Acácio Augusto, professor do Depar-tamento de Relações Internacionais da Universidade Federal de São Paulo,
concorda: “Experiências longevas como esta mostram que a anarquia não é
uma utopia, um projeto de futuro, mas uma prática do presente, um
horizonte alargado diante do fatalismo estreito da vida sob o Estado e o
capitalismo. É a efetiva realização da revolução permanente. Não se
trata de dominar os meios de produção, mas de autogerir a vida, inventar
outros meios para a vida livre”.
- Não há poder público em Christiania. As propriedades e as decisões são coletivas (Kieran Lynam/Creative Commons)
“Ela tem suas próprias regras,
determinadas pelos seus conselhos administrativos. E os dinamarqueses
têm, lenta, mas decisivamente, passado da hostilidade à aceitação
positiva do direito de Christiania existir”, observa Larsen.

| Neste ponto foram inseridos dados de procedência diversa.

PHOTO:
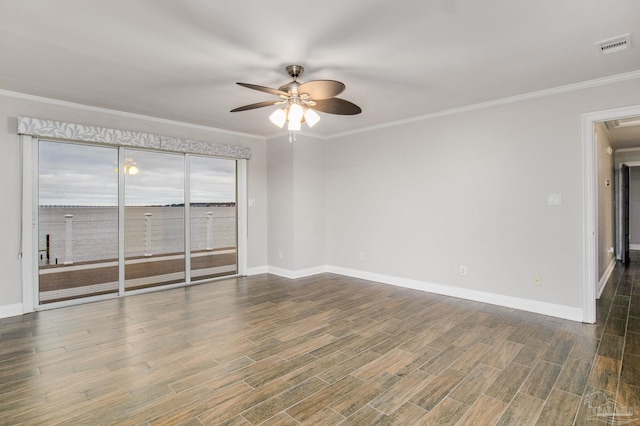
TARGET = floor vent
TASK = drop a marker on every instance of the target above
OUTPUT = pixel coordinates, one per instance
(615, 44)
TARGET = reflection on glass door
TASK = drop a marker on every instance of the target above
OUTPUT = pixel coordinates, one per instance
(213, 216)
(154, 219)
(77, 221)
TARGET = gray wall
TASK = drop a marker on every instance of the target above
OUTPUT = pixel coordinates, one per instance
(423, 198)
(296, 193)
(419, 199)
(10, 170)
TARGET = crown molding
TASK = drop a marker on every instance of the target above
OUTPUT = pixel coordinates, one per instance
(452, 111)
(627, 150)
(497, 102)
(83, 107)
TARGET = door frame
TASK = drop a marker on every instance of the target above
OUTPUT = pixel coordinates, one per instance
(590, 204)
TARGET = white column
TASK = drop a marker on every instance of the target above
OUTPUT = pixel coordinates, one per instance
(209, 230)
(147, 231)
(68, 227)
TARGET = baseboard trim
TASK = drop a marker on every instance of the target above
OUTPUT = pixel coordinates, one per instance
(302, 273)
(257, 270)
(11, 310)
(605, 278)
(544, 308)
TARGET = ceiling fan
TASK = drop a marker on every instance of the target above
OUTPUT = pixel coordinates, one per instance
(301, 100)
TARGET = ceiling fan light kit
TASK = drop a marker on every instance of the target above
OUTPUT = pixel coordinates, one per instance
(301, 100)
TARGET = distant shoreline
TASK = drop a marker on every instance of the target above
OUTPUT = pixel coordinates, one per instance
(70, 206)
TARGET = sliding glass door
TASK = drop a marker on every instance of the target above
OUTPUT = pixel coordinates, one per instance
(213, 217)
(154, 219)
(77, 221)
(114, 219)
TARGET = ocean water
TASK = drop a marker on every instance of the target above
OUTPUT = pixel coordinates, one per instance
(94, 231)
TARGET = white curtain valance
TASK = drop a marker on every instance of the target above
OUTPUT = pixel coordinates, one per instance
(80, 132)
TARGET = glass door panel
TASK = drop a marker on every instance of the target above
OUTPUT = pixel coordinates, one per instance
(154, 219)
(78, 221)
(213, 217)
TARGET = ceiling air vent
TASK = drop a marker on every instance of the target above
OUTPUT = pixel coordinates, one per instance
(615, 44)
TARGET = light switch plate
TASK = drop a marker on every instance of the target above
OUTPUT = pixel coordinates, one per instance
(554, 199)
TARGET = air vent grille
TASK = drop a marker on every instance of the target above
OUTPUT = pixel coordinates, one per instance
(615, 44)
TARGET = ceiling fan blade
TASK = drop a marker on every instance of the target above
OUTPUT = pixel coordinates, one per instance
(337, 106)
(264, 89)
(256, 105)
(321, 89)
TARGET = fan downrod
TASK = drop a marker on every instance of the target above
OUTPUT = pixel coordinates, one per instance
(295, 71)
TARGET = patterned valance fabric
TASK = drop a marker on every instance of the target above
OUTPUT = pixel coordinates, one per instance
(79, 132)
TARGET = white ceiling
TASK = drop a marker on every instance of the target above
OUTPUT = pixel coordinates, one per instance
(179, 60)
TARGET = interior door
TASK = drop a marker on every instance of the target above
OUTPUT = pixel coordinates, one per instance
(624, 205)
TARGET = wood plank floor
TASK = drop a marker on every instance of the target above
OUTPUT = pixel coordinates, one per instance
(323, 350)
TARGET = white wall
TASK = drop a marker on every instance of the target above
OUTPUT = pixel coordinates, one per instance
(422, 198)
(634, 206)
(11, 107)
(296, 191)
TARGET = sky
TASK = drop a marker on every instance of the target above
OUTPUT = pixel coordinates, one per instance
(84, 175)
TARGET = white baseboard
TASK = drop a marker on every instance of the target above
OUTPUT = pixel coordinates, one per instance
(257, 270)
(605, 277)
(11, 310)
(287, 273)
(544, 308)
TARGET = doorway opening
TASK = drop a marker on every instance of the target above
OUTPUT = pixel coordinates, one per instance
(593, 246)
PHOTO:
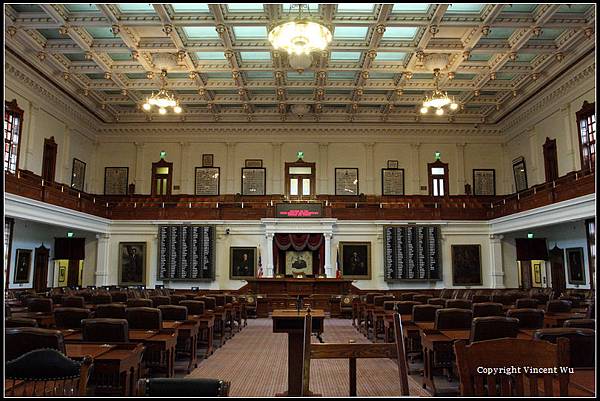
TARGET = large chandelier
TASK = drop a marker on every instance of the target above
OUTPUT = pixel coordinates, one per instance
(438, 99)
(300, 36)
(163, 99)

“As decisões tomadas sempre por consenso podem parecer
difíceis para nós, brasileiros, acostumados ao poder da maioria sobre a
minoria”, diz Da Mata. “Mas, para os habitantes de lá, o consenso só é
impossível quando existe autoritarismo, quando alguém tenta impor uma
opinião sem dar abertura para outras ideias aparecerem e até
prevalecerem como melhor solução.”
Os inúmeros grafites, os produtos à base de cannabis,
as bicicletas com caçambas acopladas – produzidas pelo núcleo lésbico
da ocupação e populares em toda a Copenhague –, e os shows grátis ao ar
livre, com público cada vez maior, parecem indicar que, se há mesmo algo
de podre no Reino da Dinamarca, não se encontra em Christiania.